CHAPTER 1
BEX - NO PLACE TO BREATHE
The girl wouldn’t look at me, avoiding eye contact. She stared at the beige curtain of the emergency room bay as if it held all of life’s answers. Like if she kept her eyes fixed there long enough, she wouldn’t have to feel the pain of why she was here in the first place.
“I’m fine,” she said again, even though she was bleeding through the pad pressed to her ribs. “Just stitch me up. These things happen; it was a club party and I don’t belong to anyone yet.”
Yet.
Someone split her lip clean through, and there were crescent bruises along her throat where someone had grabbed too hard, bruising that doesn’t happen during dancing. The kind that comes from being held in place for too long.
I cleaned the first wound in silence, noticing a heart tattoo that looked broken by a faint old scar and now the addition of this new mark.
The ER smelled of antiseptic and stale cool air from overworked vents. The monitors hummed as a nurse wheeled a crash cart past the bay without looking up. Somewhere down the hall, a trauma team called out vitals in quick, clipped bursts.
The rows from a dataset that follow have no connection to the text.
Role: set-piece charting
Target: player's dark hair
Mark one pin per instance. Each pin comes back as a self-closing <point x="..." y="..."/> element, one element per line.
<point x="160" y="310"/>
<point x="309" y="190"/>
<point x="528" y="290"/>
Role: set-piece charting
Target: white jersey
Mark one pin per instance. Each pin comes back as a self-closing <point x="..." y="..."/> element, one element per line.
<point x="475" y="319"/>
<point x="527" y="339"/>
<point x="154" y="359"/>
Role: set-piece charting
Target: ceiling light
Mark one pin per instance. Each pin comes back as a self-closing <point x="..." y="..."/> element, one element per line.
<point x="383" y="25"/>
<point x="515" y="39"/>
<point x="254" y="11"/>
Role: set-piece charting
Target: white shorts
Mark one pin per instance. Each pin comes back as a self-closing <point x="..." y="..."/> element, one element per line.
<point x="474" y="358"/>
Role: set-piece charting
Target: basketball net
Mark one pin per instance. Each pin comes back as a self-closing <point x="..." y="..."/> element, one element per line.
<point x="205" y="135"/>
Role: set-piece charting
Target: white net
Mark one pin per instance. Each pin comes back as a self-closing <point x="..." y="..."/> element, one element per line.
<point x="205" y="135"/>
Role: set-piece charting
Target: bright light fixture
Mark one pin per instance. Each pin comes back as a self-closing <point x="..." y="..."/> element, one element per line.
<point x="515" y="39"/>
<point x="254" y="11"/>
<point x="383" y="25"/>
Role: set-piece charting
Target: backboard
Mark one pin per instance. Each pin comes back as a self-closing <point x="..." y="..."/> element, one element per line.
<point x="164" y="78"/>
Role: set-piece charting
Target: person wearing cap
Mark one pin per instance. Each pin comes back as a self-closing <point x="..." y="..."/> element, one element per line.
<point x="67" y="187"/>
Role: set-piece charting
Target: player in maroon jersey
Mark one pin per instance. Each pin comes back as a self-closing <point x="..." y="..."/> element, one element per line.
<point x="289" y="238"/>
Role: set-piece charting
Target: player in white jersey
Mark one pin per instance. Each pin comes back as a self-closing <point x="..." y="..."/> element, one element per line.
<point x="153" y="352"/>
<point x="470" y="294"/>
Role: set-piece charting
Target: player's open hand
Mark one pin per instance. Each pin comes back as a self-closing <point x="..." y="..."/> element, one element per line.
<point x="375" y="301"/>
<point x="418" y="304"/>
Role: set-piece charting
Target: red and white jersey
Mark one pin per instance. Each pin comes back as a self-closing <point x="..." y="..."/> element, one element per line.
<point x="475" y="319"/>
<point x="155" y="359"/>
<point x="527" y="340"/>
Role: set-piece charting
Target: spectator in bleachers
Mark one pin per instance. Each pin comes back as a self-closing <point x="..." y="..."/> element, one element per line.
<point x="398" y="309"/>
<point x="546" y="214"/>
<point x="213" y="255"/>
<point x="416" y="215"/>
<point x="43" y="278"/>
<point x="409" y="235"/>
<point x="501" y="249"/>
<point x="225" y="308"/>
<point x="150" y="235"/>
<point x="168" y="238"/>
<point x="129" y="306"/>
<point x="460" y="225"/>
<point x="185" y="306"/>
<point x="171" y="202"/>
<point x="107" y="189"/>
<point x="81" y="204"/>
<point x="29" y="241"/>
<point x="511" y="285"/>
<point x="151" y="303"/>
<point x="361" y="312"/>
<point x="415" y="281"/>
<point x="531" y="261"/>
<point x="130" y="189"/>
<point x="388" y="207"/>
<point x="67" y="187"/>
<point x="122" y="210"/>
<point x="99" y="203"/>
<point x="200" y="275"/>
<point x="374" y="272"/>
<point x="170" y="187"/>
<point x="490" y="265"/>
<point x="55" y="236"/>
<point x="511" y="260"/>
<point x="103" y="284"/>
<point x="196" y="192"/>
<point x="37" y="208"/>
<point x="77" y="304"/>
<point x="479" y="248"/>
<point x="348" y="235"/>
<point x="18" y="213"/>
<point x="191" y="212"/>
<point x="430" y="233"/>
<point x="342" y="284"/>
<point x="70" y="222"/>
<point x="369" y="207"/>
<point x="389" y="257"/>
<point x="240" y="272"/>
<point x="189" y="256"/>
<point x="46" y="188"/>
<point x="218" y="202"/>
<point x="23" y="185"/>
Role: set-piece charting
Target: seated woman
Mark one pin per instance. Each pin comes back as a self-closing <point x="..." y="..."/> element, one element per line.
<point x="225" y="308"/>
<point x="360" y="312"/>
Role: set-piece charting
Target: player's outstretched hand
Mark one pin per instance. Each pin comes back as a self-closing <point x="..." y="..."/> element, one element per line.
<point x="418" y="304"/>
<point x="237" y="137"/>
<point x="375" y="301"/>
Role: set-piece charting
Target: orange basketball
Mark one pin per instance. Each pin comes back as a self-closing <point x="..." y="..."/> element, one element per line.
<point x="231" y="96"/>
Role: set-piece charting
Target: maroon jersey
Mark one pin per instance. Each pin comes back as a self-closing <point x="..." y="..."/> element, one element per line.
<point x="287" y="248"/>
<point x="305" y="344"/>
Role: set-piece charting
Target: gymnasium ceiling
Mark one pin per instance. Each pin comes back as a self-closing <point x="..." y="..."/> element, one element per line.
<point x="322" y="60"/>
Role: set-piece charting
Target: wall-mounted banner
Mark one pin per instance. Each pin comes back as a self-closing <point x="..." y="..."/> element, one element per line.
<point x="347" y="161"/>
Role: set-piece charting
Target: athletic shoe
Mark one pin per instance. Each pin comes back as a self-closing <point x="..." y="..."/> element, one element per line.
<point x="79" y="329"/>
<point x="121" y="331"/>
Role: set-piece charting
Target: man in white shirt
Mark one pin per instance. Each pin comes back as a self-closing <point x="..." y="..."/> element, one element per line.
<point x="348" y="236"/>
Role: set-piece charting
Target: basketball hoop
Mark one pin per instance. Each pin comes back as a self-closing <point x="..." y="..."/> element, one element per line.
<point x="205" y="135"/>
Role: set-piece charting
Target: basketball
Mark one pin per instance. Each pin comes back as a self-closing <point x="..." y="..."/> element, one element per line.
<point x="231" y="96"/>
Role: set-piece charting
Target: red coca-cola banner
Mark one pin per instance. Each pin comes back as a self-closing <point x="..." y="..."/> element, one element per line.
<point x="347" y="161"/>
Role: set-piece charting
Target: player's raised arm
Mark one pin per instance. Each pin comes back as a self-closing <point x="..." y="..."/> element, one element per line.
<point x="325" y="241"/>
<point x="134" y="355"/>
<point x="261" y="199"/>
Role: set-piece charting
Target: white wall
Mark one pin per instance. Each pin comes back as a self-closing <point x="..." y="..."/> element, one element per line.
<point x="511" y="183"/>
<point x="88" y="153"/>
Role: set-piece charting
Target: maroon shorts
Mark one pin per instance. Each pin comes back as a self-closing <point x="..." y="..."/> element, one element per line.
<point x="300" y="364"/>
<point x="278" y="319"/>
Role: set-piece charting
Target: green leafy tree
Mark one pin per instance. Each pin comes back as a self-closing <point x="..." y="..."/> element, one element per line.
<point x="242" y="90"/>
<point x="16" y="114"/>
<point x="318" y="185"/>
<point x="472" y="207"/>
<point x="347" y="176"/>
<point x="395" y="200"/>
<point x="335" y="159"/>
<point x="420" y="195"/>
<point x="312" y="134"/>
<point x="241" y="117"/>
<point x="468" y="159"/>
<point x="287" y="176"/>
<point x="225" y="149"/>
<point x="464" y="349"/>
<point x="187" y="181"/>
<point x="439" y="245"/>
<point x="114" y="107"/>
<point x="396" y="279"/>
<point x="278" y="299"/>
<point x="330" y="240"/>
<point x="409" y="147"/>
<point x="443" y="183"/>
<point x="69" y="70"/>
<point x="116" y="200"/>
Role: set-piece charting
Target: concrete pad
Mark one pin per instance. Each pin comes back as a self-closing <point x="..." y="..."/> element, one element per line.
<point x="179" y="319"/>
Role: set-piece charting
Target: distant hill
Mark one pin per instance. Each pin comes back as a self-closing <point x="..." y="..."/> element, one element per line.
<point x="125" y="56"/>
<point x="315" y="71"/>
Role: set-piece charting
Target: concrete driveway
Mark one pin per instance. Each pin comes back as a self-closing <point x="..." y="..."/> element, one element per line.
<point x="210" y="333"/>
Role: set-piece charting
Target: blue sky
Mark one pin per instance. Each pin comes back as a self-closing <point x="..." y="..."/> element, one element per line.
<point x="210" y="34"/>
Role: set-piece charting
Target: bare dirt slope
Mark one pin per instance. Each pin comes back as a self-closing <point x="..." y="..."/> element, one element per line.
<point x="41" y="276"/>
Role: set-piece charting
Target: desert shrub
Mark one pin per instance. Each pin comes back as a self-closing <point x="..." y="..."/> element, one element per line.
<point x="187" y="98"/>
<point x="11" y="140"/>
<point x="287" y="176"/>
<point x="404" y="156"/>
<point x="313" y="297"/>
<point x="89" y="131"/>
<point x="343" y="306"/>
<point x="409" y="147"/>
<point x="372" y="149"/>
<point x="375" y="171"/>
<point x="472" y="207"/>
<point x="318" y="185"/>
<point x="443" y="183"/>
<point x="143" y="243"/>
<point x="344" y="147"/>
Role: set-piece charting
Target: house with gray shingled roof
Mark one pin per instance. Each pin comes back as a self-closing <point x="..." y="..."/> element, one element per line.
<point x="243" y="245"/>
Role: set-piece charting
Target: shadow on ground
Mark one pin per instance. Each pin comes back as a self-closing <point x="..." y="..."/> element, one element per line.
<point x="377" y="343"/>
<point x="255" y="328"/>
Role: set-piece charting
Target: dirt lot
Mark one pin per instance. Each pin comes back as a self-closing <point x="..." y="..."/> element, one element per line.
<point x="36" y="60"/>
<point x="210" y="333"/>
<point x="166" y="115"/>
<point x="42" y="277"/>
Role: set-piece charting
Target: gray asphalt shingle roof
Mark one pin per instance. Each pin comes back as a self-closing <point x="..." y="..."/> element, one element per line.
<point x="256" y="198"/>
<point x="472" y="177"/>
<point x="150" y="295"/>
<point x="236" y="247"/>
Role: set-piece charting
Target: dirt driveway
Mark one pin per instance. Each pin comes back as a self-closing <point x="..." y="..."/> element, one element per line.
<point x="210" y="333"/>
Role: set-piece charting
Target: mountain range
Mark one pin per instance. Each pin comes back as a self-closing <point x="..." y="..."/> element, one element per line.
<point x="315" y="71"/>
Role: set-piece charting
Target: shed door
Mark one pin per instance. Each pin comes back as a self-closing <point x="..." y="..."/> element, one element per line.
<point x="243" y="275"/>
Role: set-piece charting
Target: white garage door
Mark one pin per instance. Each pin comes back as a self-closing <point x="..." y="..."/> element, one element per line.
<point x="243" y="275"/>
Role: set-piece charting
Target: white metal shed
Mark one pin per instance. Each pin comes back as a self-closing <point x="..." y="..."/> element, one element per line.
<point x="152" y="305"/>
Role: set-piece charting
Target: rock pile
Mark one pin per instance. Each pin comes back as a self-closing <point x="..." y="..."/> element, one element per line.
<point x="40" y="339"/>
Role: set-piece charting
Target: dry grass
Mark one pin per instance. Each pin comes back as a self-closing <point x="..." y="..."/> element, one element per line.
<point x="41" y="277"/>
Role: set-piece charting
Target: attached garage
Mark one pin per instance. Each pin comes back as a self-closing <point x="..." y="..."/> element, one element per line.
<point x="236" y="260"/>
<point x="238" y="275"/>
This part of the hospital always feels like controlled chaos, movement with purpose, pain with protocol. I prefer it to chaos without accountability.
“There’s no need to make it seem less important,” I said, not looking at her face while I sutured. “You can admit that someone hurt you.”
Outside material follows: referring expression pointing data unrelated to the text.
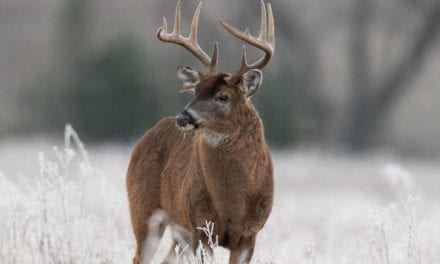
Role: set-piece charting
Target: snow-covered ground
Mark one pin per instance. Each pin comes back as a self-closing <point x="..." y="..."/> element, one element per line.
<point x="63" y="205"/>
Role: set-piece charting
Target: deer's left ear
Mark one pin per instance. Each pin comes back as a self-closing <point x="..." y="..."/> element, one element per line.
<point x="188" y="77"/>
<point x="250" y="81"/>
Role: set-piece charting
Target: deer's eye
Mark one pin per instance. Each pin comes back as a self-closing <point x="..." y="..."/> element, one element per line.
<point x="223" y="98"/>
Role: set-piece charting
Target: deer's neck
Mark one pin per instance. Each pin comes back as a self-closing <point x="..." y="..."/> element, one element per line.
<point x="226" y="157"/>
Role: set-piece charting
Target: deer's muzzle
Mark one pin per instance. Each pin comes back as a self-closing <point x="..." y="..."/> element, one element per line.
<point x="185" y="121"/>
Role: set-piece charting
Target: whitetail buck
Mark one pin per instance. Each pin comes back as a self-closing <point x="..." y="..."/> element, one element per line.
<point x="211" y="162"/>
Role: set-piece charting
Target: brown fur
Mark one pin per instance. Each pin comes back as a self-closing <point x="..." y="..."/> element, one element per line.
<point x="230" y="184"/>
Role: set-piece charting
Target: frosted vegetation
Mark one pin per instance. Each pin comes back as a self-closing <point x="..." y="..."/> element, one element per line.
<point x="64" y="207"/>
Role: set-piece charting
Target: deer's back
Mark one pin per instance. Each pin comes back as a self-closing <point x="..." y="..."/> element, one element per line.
<point x="156" y="151"/>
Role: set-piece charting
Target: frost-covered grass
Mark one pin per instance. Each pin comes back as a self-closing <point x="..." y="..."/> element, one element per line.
<point x="61" y="206"/>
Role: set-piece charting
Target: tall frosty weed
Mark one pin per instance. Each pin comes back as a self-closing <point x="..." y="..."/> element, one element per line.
<point x="52" y="221"/>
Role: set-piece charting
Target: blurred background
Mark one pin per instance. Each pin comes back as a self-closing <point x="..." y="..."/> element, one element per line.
<point x="347" y="74"/>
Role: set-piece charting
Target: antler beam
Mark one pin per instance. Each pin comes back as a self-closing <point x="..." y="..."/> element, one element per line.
<point x="190" y="42"/>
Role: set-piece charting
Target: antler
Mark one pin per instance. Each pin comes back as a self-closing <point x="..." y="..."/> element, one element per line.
<point x="190" y="42"/>
<point x="265" y="41"/>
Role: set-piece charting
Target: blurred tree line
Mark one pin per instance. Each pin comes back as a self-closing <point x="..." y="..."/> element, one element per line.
<point x="113" y="91"/>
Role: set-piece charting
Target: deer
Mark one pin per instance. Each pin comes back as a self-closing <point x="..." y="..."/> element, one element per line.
<point x="211" y="162"/>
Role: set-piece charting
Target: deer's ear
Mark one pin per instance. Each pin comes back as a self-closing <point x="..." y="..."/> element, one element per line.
<point x="250" y="81"/>
<point x="188" y="77"/>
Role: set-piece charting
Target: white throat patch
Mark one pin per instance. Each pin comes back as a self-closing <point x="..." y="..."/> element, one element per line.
<point x="214" y="138"/>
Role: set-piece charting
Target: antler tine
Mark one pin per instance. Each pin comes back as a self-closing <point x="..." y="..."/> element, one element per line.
<point x="190" y="42"/>
<point x="176" y="30"/>
<point x="195" y="23"/>
<point x="263" y="29"/>
<point x="271" y="36"/>
<point x="243" y="58"/>
<point x="264" y="41"/>
<point x="214" y="58"/>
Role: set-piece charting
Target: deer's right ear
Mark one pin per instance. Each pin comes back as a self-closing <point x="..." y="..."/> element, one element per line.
<point x="188" y="77"/>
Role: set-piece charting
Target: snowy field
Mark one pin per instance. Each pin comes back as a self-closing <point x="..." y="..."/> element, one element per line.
<point x="65" y="205"/>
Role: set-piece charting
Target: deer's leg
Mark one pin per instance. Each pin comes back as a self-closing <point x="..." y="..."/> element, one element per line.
<point x="148" y="231"/>
<point x="181" y="238"/>
<point x="243" y="252"/>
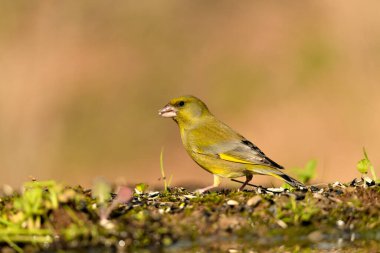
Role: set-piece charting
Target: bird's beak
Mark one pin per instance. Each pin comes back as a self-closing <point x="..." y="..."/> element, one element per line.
<point x="168" y="111"/>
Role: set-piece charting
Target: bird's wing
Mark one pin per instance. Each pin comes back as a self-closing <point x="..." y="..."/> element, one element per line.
<point x="218" y="139"/>
<point x="242" y="151"/>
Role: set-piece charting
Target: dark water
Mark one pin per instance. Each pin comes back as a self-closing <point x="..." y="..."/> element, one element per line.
<point x="344" y="241"/>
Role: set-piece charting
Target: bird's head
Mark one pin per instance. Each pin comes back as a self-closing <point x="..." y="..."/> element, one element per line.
<point x="185" y="110"/>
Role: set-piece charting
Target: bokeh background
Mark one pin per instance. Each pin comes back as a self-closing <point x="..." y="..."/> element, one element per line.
<point x="81" y="83"/>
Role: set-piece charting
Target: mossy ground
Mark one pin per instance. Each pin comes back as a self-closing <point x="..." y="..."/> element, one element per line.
<point x="48" y="217"/>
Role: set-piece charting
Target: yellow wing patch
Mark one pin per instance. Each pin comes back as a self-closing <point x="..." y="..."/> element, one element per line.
<point x="233" y="159"/>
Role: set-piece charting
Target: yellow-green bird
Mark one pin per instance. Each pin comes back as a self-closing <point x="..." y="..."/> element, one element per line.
<point x="216" y="147"/>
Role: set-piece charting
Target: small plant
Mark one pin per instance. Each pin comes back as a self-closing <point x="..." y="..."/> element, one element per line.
<point x="102" y="193"/>
<point x="166" y="182"/>
<point x="364" y="165"/>
<point x="308" y="172"/>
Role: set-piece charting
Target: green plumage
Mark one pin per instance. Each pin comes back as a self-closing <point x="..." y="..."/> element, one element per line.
<point x="216" y="147"/>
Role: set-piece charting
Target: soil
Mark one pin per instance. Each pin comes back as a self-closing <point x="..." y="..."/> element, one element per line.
<point x="333" y="218"/>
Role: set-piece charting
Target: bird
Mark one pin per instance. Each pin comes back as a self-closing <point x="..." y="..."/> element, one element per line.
<point x="218" y="148"/>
Her fingers tightened on the sheet, and I spotted a broken nail under her dried blood.
“It’s just how it goes,” she replied, her voice so soft I almost missed it.
Just how it goes.
I tied off the last stitch, and her breathing steadied once the sharpness was over. I handed her discharge instructions, told her what signs of internal damage to watch for, and gave her my number without making her feel any more uncomfortable than she already was.
“If you want to talk,” I said. “About anything.”
She still wouldn’t make eye contact, but she tucked my card into her bra, as if she didn’t want anyone to see it.
Smart girl.
The sun was rising by the time I stripped off my gloves and signed out for the day. My body felt hollowed out, the kind of exhaustion that sinks into bone and refuses to be reasoned with. It had become far too common to treat victims from club parties, and it was really weighing on me.
I walked out into the early morning light, breathing through the tension from twelve hours of broken bones, split skin, concussions, and overdoses. Twelve hours of men who got to go home and women who had to pretend nothing happened.
And now I was driving back through iron gates.
The Dawnbreakers compound sits behind a long stretch of cracked asphalt and tall chain fencing topped with razor wire. Two iron gates guard the entrance: dark, imposing, and impossible to ignore.
The prospect assigned to gate duty recognized my car as I pulled up and opened the gate without a word.Home sweet home.The thought made my stomach ache.
The gates rolled open slowly, metal dragging against gravel. Inside, bikes lined the lot in neat rows. The clubhouse itself rose from the centre of the property, old warehouse bones converted into something halfway between home, a frat house, and a bunker.
I let out a deep-seated sigh as I pull up to where I typically park. Declan loves it here. He says the walls feel solid, that this place has history steeped in brotherhood and blood, soaked into the foundation.
I felt watched the second I drove in. It’s always like this when you live among men who built their identity on territory.
I park near the side entrance and kill the engine. For a moment, I just sat there trying to build up the energy to walk into that building. I love my husband, but I hate this building. It’s a quiet confession, one I don’t say out loud. Not directly, at least.
He wants kids. He says families belong inside the compound. That sons should grow up around brothers who’d die for them and daughters should know what protection looks like.
He wants to build a house here, on the far side of the property, near the tree line. He’s pointed out the spot more than once. Told me where the porch would face. Where the garage would sit.
I told him I wanted the house first, that I wouldn’t have a baby in a room above a bar.
He took that personally, and we fought. Him saying that I don’t understand what it means to belong to something bigger than myself, and me saying that he doesn’t understand what it means to build a family without an audience.